You can tell yourself that's all just synapses firing in the brain anyway, or a good enough simulation is indistinguishable from reality etc, but I simply don't accept that it will be equivalent and it may come at a signficant long term cost as people don't put in the work and accept the failures associated with trying to find someone for truly meaningful connection.
The association with drugs, and vices, or junk food all make sense to me.
It's not a cure. It's a crutch. And it doesn't even train you for a real relationship because it's so accommodating. It never stands up for itself and has no real needs.
Presumably many of these guys don't see what you're recommending as an option, and so even if it's not as "good", it would be an improvement to their status quo. Also, how is an emotion "fundamentally false"? You could say an emotional is irrational or unwarranted, but in the end you either feel an emotion or you don't. If you do, then it's definitely "true" psychophysiologically speaking.
I think substituting simulation for reality can be analogized as being a bit like drugs. It may bring you thrills and happiness in the short term, but it's going to make you even more unhappy and lonely in the long term.
You are absolutely correct. But for many guys it is like choosing between eternal hunger while being unable to die or eating a preprocessed slop which will make them sick, but feeling slightly better than being hungry.
I'm really not sure I buy this idea that there are many people who are so dramatically off-putting that they can't find a partner at all. Most people, including most extremely unpleasant people, end up in couples.
Star Trek: Voyager had an — in my opinion — fantastic story about this that non-contiguously spanned more than one episode starting with season 6’s “Fair Haven”.

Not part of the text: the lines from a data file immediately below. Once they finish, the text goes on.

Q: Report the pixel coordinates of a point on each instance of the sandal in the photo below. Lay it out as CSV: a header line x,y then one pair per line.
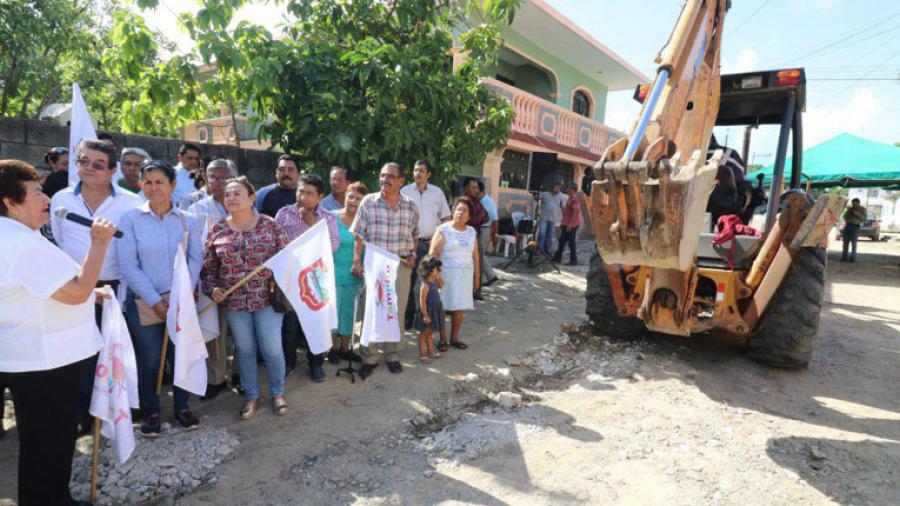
x,y
249,409
279,404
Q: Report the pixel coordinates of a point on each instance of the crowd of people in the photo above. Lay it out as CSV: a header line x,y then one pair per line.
x,y
49,318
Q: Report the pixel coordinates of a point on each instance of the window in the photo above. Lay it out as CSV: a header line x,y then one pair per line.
x,y
514,170
581,104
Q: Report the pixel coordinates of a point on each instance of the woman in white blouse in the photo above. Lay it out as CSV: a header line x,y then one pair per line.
x,y
47,330
456,244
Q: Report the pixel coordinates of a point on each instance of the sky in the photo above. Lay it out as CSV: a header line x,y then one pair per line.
x,y
849,48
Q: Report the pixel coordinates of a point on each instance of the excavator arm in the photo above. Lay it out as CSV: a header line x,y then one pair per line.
x,y
650,190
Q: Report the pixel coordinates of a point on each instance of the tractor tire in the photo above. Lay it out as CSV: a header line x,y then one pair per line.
x,y
601,306
786,332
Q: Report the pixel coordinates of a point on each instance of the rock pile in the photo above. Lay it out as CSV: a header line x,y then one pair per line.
x,y
176,463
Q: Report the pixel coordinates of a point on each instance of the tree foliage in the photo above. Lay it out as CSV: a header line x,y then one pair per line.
x,y
360,83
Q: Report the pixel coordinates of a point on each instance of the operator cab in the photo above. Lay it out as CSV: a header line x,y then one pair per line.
x,y
753,99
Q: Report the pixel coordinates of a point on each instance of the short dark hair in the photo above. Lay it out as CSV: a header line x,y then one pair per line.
x,y
13,173
314,180
428,265
160,166
290,158
468,203
91,145
424,163
396,166
187,146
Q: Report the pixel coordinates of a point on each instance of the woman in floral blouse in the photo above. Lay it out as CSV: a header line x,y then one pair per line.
x,y
234,248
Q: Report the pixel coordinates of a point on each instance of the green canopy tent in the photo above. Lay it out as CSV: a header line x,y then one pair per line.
x,y
846,160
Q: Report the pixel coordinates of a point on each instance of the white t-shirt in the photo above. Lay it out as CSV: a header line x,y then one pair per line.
x,y
38,333
75,239
433,208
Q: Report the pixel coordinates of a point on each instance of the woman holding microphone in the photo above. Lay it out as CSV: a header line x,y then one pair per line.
x,y
47,330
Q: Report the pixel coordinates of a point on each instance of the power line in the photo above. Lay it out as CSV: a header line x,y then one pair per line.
x,y
813,50
738,27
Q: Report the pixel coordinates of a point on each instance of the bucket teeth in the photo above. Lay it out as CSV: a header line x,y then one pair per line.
x,y
653,222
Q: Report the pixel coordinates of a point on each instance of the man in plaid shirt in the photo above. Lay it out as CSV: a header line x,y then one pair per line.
x,y
390,221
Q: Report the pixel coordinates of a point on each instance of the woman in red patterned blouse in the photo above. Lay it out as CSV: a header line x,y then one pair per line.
x,y
234,248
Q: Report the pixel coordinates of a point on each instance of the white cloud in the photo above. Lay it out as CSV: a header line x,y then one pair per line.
x,y
863,115
747,61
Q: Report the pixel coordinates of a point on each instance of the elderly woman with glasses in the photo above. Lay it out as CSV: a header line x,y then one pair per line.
x,y
152,233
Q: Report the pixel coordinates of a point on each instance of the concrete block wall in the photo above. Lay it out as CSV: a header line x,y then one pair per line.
x,y
28,140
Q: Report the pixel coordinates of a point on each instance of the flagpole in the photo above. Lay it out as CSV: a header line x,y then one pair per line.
x,y
239,284
95,459
162,360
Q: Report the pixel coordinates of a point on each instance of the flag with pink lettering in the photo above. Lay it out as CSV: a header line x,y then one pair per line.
x,y
115,379
381,323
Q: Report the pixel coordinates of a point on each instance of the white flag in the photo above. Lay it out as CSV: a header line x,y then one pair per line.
x,y
304,270
185,332
209,321
115,379
381,322
80,128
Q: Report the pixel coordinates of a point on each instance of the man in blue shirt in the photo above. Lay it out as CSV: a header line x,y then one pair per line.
x,y
188,164
283,192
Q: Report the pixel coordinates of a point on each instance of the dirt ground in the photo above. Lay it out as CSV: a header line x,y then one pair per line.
x,y
533,415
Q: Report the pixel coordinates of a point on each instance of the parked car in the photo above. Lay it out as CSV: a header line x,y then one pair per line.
x,y
870,228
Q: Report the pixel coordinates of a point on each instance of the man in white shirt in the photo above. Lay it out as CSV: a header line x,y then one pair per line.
x,y
433,210
94,196
551,214
211,210
188,164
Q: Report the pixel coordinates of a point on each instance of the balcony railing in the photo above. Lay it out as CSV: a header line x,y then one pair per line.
x,y
547,121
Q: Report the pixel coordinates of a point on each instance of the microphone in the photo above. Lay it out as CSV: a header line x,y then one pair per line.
x,y
64,214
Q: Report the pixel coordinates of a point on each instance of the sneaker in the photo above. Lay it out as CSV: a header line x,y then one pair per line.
x,y
351,356
316,373
151,426
187,419
212,391
366,370
334,357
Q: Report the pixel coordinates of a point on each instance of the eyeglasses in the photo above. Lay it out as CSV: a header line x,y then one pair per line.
x,y
84,163
162,164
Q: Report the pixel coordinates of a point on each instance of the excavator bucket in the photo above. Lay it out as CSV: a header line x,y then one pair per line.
x,y
652,214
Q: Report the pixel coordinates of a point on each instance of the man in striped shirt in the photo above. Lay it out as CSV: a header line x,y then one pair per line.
x,y
389,220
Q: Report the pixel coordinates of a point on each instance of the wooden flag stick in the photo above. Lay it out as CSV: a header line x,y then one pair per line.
x,y
95,460
239,284
162,360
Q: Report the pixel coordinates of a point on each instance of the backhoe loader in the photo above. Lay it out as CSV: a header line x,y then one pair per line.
x,y
656,267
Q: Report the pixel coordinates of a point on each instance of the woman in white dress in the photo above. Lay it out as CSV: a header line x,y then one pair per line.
x,y
457,246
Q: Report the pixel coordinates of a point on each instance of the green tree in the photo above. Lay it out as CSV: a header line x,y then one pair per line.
x,y
359,83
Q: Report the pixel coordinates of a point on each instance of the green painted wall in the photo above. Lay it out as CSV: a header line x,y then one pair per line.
x,y
569,77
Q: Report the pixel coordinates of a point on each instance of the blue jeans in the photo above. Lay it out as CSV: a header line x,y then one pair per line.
x,y
148,341
258,329
545,237
851,237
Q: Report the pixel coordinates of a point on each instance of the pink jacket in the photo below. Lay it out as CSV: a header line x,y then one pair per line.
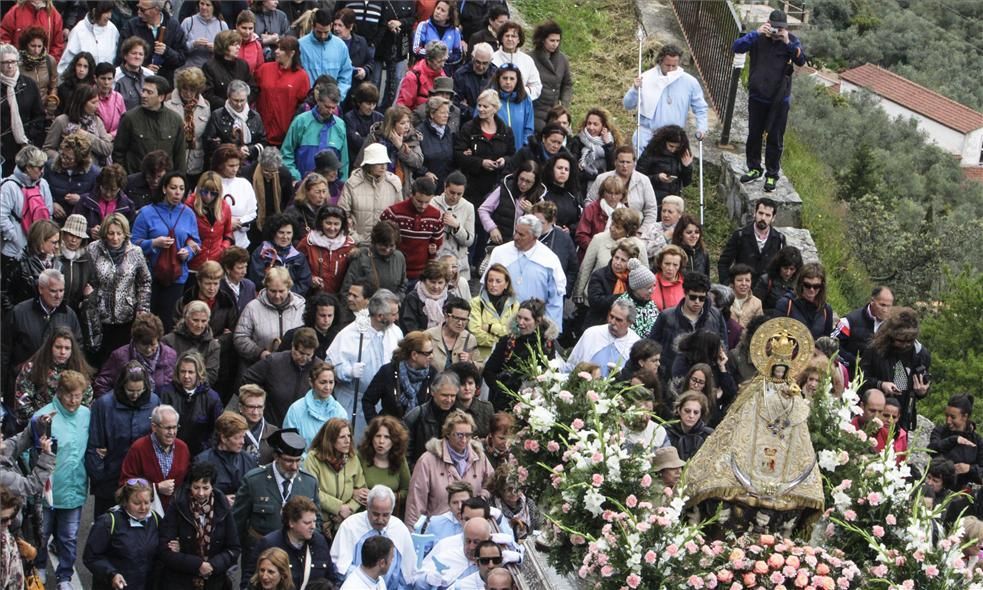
x,y
435,471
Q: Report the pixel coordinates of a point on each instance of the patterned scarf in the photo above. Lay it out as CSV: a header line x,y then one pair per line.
x,y
189,123
410,381
259,185
203,515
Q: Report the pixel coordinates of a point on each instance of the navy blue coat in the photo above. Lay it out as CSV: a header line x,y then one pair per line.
x,y
62,183
117,547
180,568
114,424
322,568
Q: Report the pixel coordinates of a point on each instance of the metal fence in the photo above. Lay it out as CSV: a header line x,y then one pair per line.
x,y
710,28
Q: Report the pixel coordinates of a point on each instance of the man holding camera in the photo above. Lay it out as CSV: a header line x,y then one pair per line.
x,y
773,52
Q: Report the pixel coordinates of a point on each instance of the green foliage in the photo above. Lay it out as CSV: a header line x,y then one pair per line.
x,y
932,43
953,332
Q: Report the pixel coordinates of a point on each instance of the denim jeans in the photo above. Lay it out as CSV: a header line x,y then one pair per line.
x,y
64,524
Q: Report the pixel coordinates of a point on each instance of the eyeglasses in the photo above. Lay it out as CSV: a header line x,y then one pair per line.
x,y
490,560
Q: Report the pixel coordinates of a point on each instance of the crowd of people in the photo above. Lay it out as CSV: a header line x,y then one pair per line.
x,y
270,272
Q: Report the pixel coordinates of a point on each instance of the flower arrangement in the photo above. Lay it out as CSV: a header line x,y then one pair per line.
x,y
620,528
766,561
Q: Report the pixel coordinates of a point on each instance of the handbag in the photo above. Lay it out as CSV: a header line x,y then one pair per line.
x,y
168,268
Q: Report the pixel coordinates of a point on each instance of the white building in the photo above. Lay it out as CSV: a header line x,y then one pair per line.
x,y
952,126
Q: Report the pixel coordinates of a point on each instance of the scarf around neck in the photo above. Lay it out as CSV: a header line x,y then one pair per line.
x,y
239,122
432,306
410,381
16,124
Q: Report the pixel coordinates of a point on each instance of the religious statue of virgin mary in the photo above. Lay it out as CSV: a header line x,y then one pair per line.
x,y
758,467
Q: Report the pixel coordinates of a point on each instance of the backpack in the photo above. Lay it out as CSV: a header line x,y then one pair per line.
x,y
34,206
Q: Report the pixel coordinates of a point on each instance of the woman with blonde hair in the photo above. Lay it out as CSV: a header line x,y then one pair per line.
x,y
402,143
492,309
194,111
593,147
403,383
214,216
455,456
272,571
331,459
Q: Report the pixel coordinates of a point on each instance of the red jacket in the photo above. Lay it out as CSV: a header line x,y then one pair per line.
x,y
665,294
592,222
417,232
141,461
280,91
215,238
330,265
415,89
24,16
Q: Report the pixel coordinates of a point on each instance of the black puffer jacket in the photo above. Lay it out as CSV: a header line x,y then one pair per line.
x,y
181,567
687,443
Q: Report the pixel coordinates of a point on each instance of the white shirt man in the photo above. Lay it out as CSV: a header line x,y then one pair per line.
x,y
376,520
607,346
453,558
376,557
534,268
361,348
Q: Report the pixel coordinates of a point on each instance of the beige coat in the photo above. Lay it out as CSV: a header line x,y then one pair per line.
x,y
364,199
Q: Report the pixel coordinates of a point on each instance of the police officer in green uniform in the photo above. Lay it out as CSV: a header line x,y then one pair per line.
x,y
265,490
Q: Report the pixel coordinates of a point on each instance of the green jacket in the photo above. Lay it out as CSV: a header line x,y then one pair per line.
x,y
259,501
142,131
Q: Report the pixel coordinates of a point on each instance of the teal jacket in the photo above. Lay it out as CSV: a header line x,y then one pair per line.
x,y
309,135
69,481
308,414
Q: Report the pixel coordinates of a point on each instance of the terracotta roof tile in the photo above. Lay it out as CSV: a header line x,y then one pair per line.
x,y
915,97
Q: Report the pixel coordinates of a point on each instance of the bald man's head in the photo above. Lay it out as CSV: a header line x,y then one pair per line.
x,y
873,404
476,530
499,579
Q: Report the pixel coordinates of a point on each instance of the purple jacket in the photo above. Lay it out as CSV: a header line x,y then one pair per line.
x,y
163,371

Most people are casuals who prefer easy mode. How many people cheat when they play games? People eventually opting for the solution to fill XYZ need with least friction/blowback possible seems like the most obvious outcome. That's not counting economics, relationship with (some) real women are expensive. We still live in society where there's disproportionate expectation for men to contribute more. Not to mention most people are frankly mid. You hear it from both sides of dating, the options out there suck, because everyone has high expectations, your soul mate might be out there, but the journey to find them maybe long and arduous versus a click. IMO eventually for most people, the real thing won't be as good as tailor crafted artificial thing.
This seems obvious to the vast majority of the human population, but here you get called a luddite for saying this fundamental truth.